Invariably, they propose scrounging around for additional supplies for water. New sources, submarine pipes or big dams. Others peddle energy-intensive "desalinazation" -- which is really swapping costly fossil fuel for scrubbing salt from sea water.
How many pair that with conservation policies?
Yet, water-short nations, like South Africa and Israel have learned to integrate conservation policies as part of planning future water supplies. That is why these countries have "made their deserts bloom".

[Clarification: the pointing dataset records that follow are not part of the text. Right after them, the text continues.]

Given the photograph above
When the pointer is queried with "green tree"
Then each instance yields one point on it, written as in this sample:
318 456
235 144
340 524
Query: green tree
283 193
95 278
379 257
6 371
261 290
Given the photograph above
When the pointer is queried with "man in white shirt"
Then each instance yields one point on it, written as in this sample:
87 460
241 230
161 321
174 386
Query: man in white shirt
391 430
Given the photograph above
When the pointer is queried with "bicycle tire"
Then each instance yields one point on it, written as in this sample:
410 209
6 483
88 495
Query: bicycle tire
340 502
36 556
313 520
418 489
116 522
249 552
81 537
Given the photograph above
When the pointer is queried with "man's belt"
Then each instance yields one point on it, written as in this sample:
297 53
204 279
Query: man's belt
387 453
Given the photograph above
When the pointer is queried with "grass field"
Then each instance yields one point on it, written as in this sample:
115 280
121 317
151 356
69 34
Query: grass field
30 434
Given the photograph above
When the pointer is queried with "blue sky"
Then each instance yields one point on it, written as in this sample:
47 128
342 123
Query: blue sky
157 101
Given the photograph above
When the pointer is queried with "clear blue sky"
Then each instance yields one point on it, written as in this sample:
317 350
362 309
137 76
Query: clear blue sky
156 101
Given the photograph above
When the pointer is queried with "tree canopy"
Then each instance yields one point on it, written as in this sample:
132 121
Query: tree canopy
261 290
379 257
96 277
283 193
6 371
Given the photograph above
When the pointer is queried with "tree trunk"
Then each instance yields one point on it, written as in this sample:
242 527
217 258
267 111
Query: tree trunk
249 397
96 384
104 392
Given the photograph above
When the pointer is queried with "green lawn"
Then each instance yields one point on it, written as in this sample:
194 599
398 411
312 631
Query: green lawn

The Philippines is rapidly emerging as a semi-desert. And we'll have to scrap the mindset that we conserve only, as an ad-hoc measure, to alleviate droughts and other immediate crises.
Crafting a water efficient economy is the only alternative for a future of shortages. Conservation and better management can free large volumes of water and capital for competing uses, the Worldwatch Institute notes. :" Thus far, we have only seen hints of their potential."